After my ‘rest day’ yesterday, I was back out walking again this morning. I always try and aim to get going a little earlier each time but, as is usual by now, I didn’t arrive at the car park for this one until 11.25, which gave me five-minutes to change my shoes and set off ‘on time’. I was able to find this space without printing out a driving map and taking that with me. For the last few weeks, I’ve been more concerned with my walking routes. Studying Google Maps for some time really does help and I feel confident enough to trust my memory with the drives there (getting back is always easy).

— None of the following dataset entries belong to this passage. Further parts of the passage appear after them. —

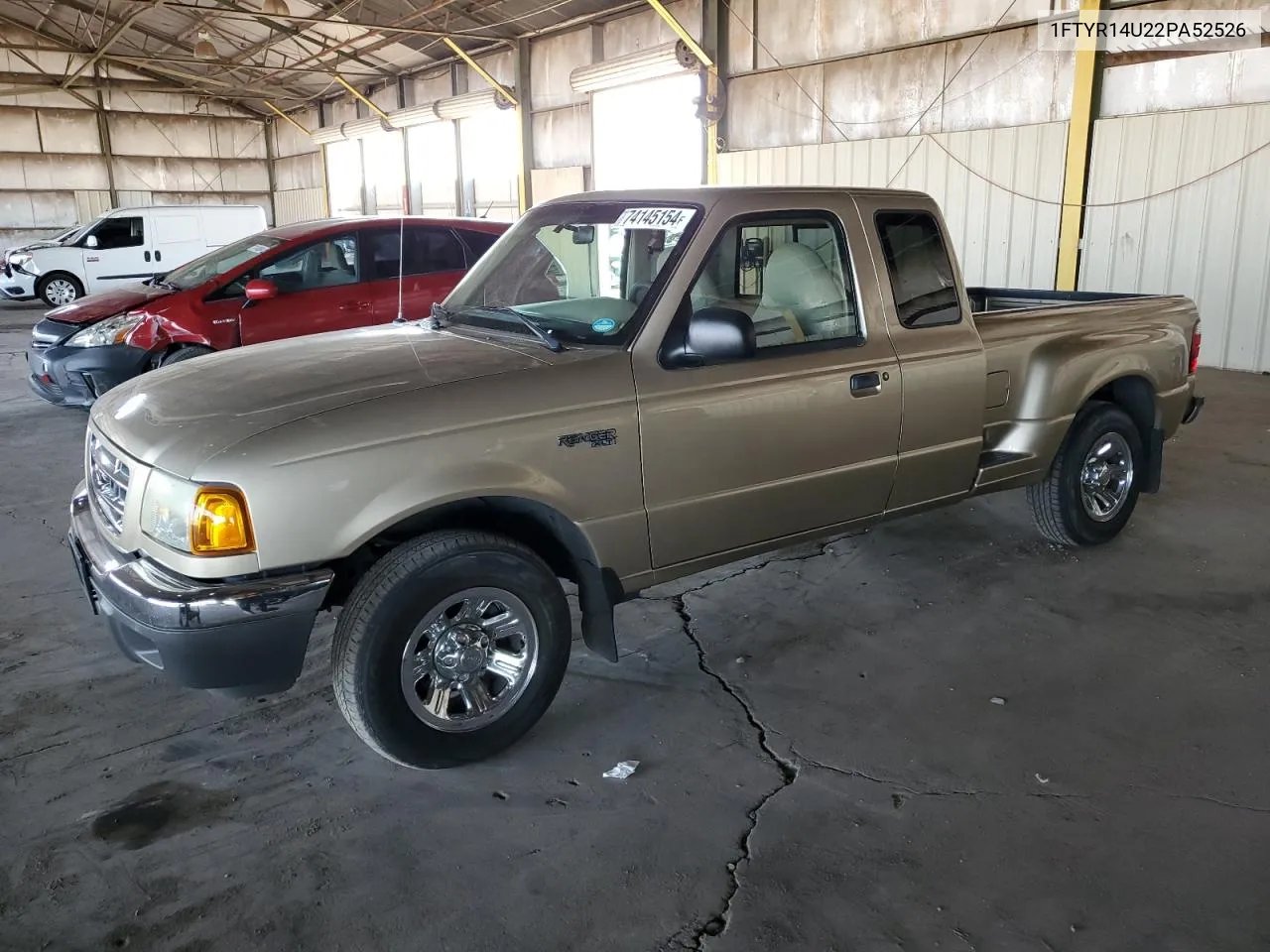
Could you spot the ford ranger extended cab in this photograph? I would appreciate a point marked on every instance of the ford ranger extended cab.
(627, 389)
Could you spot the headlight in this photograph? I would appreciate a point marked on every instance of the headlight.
(112, 330)
(207, 521)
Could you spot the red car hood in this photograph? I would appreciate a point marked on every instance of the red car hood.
(108, 303)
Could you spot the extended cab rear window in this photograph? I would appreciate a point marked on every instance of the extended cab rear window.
(920, 268)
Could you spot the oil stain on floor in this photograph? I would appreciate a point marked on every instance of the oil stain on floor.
(158, 810)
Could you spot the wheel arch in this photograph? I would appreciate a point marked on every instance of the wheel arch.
(42, 281)
(559, 540)
(1135, 395)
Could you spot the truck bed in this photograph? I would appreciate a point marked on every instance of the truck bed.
(984, 299)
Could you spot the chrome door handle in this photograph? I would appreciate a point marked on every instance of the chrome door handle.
(865, 384)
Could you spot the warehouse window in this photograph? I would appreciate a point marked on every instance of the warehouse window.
(121, 232)
(921, 272)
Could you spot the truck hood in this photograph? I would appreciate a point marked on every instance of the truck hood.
(108, 303)
(182, 416)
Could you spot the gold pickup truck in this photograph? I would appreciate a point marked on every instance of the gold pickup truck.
(627, 389)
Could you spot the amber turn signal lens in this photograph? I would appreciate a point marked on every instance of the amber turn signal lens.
(221, 525)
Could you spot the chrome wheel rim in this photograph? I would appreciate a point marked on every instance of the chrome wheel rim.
(470, 658)
(60, 291)
(1106, 477)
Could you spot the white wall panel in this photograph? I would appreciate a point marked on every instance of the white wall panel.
(562, 137)
(554, 182)
(21, 131)
(148, 175)
(54, 172)
(552, 60)
(299, 204)
(797, 32)
(1191, 82)
(1180, 204)
(987, 181)
(429, 87)
(68, 131)
(299, 172)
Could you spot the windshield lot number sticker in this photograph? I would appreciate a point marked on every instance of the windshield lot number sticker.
(659, 218)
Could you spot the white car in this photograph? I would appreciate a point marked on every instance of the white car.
(17, 285)
(127, 245)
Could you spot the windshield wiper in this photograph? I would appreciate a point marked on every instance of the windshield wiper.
(550, 343)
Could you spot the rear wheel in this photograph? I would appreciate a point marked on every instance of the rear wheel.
(449, 649)
(1092, 486)
(60, 289)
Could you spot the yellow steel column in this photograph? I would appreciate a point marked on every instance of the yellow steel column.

Again, the Street View allows you to see many things up close before you leave, including any notable ‘land marks’ that you can use to identify un-marked turnings and road junctions and, on this occasion, I was able to spot the bridleway I needed to find at the beginning of the walk.

8 Wild Walks Across the Mendip Hills

From there, I was able to use a small map for the rest of the walk, which came as part of a book I bought recently. 8 Wild Walks Across the Mendip Hills was only £5 from a local book shop last week (first time I’d been in there and I feel good having done that) and it provides you with enough detail to find your way around (it’s a lot better than the AA map I struggled with a fortnight ago, anyway…).

Walking route for Bleadon Hill.

Today, I set off to Bleadon Hill near Weston-super-Mare.